Обновление процесса --- iTME (высокоточная пространственная платформа, Stereo-seq, HD) ткани анатомического клеточного окружения (CN)
Обновление процесса --- iTME (высокоточная пространственная платформа, Stereo-seq, HD) ткани анатомического клеточного окружения (CN)

Автор, Злой гений

Недавно студент спросил, почему процесс обновления и обновления компании требует так много контента?

Причина очень проста. Так называемое обновление процесса требует исследования и обобщения всех методов анализа, алгоритмов, сценариев использования, преимуществ и недостатков. Например, текущая космическая платформа включает Visium, Xenium, HD, Stereo-seq и сингл. -пространство ячеек Существуют десятки методов совместного анализа, и для разных платформ требуются разные стратегии анализа.

Одним словом, необходима интеграция ресурсов.

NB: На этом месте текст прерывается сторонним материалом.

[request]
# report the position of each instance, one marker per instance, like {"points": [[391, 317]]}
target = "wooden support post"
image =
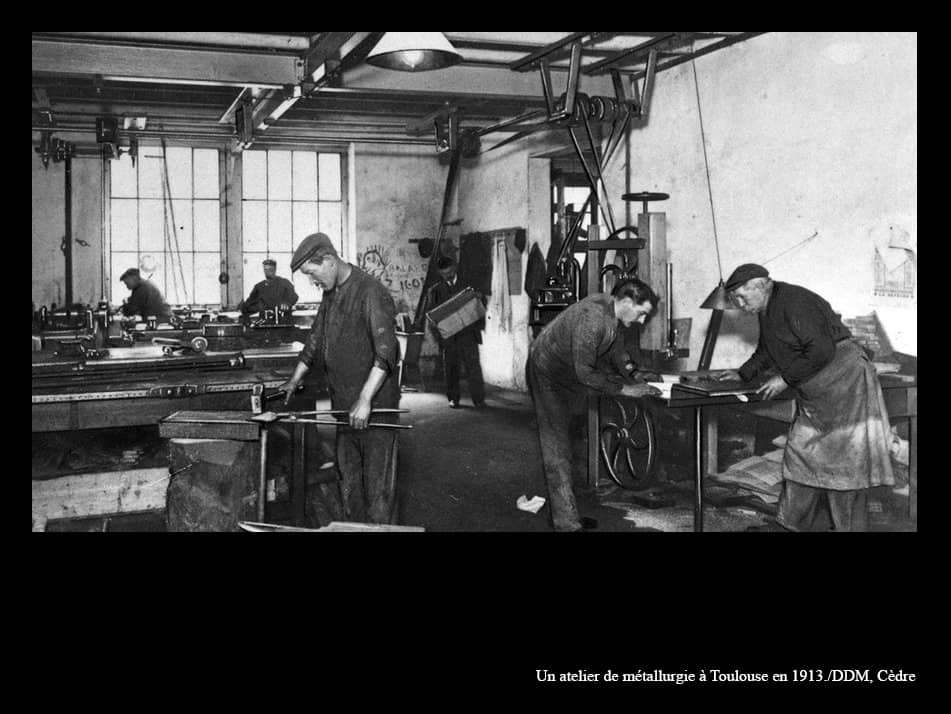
{"points": [[652, 269], [593, 267], [711, 424]]}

Конечно, каждому просто нужно больше изучать свои темы и совершенствоваться, когда у него есть время. У меня не было этого осознания, когда я учился в аспирантуре, и теперь я до смерти сожалею об этом. среди одноклассников, которые опубликовали статьи с высокими оценками, разрыв становится все больше и больше, и определенно не будет паникерством сказать, что небольшая ошибка может иметь огромное значение. Я надеюсь, что все воспримут это как предупреждение и не будут тратить время на подготовку к докторской диссертации. Это самое подходящее время для публикации статей.

Теперь, когда все выполняют HD и Stereo-seq, постарайтесь не использовать режим сегментации ячеек, а использовать режим сегментации изображений для распознавания изображений, чтобы получить пространственную матрицу уровня одной ячейки.

Сегодня мы продолжаем совершенствовать процесс анализа, уделяя особое внимание BGI (Stereo-seq).

iTME, который рассекает ткани клеточного окружения (CN) на основе клеточного состава

Большая часть программного обеспечения с открытым исходным кодом для анализа межклеточных связей разработана на основе экспрессии генов или расстояния между клетками без учета расстояния межклеточного взаимодействия.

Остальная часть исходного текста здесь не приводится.